Is new court ruling the end for Britons fighting to remain EU citizens?

The Court of Justice of the European Union confirmed on Thursday that Brexit really does mean that Britons are no longer EU citizens. Claudia Delpero looks at whether there's any other way they can keep their rights.

Is new court ruling the end for Britons fighting to remain EU citizens?

The Court of Justice of the European Union confirmed on Thursday that Britons lost EU citizenship when the UK left the EU, on 1st February 2020. 

It is the first time the EU’s top court has rules on the matter, after a number of legal cases challenged this specific Brexit outcome. The decision also sets a precedent should other countries decide to leave the bloc in the future. 

What has the EU Court decided?

The Court of Justice decided on a case brought by a British woman living in France.

Before Brexit, she could vote and stand as a candidate in her town of residence, Thoux. But after the UK withdrawal from the EU, she was removed from the electoral roll and excluded from the municipal elections that took place in March 2020, during the transition period.  

As the mayor refused her appeal to restore the registration, she took the case to the regional court in Auch, which agreed to request an interpretation of the rules to the EU top court. 
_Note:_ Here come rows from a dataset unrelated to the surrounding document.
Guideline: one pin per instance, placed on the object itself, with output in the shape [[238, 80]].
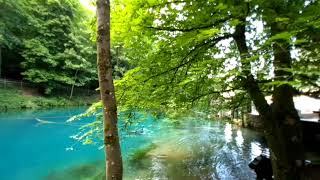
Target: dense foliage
[[187, 56]]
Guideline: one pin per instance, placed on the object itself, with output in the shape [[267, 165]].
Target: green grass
[[12, 98]]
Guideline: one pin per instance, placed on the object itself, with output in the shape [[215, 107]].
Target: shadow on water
[[191, 149], [88, 171]]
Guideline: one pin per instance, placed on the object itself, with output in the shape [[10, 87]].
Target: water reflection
[[192, 149], [228, 132], [200, 150], [239, 139]]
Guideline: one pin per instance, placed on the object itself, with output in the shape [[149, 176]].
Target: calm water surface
[[152, 149]]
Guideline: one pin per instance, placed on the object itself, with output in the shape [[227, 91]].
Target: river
[[152, 149]]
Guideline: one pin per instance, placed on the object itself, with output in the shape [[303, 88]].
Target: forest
[[165, 81]]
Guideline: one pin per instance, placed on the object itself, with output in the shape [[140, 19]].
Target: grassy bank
[[13, 98]]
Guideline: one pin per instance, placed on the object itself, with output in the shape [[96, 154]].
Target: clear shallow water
[[152, 149]]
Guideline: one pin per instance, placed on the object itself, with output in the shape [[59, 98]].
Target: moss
[[12, 98]]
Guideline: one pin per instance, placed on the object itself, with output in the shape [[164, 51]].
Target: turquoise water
[[152, 149]]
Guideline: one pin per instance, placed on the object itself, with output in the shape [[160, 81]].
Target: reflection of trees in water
[[202, 151]]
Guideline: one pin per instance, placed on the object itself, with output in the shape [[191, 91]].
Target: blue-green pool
[[156, 149]]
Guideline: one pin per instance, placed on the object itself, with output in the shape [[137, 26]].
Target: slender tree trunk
[[280, 120], [0, 60], [114, 167], [286, 118], [72, 88]]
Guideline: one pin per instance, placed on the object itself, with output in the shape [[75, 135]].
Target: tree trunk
[[280, 120], [285, 116], [0, 60], [114, 167], [72, 87]]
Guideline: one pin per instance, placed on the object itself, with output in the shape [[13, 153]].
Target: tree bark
[[281, 120], [72, 87], [286, 118], [0, 60], [114, 168]]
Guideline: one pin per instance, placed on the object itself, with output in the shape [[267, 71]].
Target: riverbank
[[14, 99]]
Julien Fouchet, the barrister supporting her and several other cases on the EU citizenship of British nationals, argued that the loss of EU citizenship and voting rights was disproportionate. It would also be contrary to the EU Charter of Fundamental Rights, given that the woman also lost her voting rights in the UK, having lived abroad for more than 15 years.

Alice Bouillez, who has lived in France since 1984 and is married to a French national, could have applied for French citizenship, but did not do so because she said “this was not necessary” before Brexit and, as a former UK official, she had taken an oath of allegiance to the Queen.

On Thursday the Court of Justice announced the decision about her case. The court ruled that the “possession of the nationality of a member state is an essential condition for a person to be able to acquire and retain the status of citizen of the Union and to benefit fully from the rights attaching to that status.”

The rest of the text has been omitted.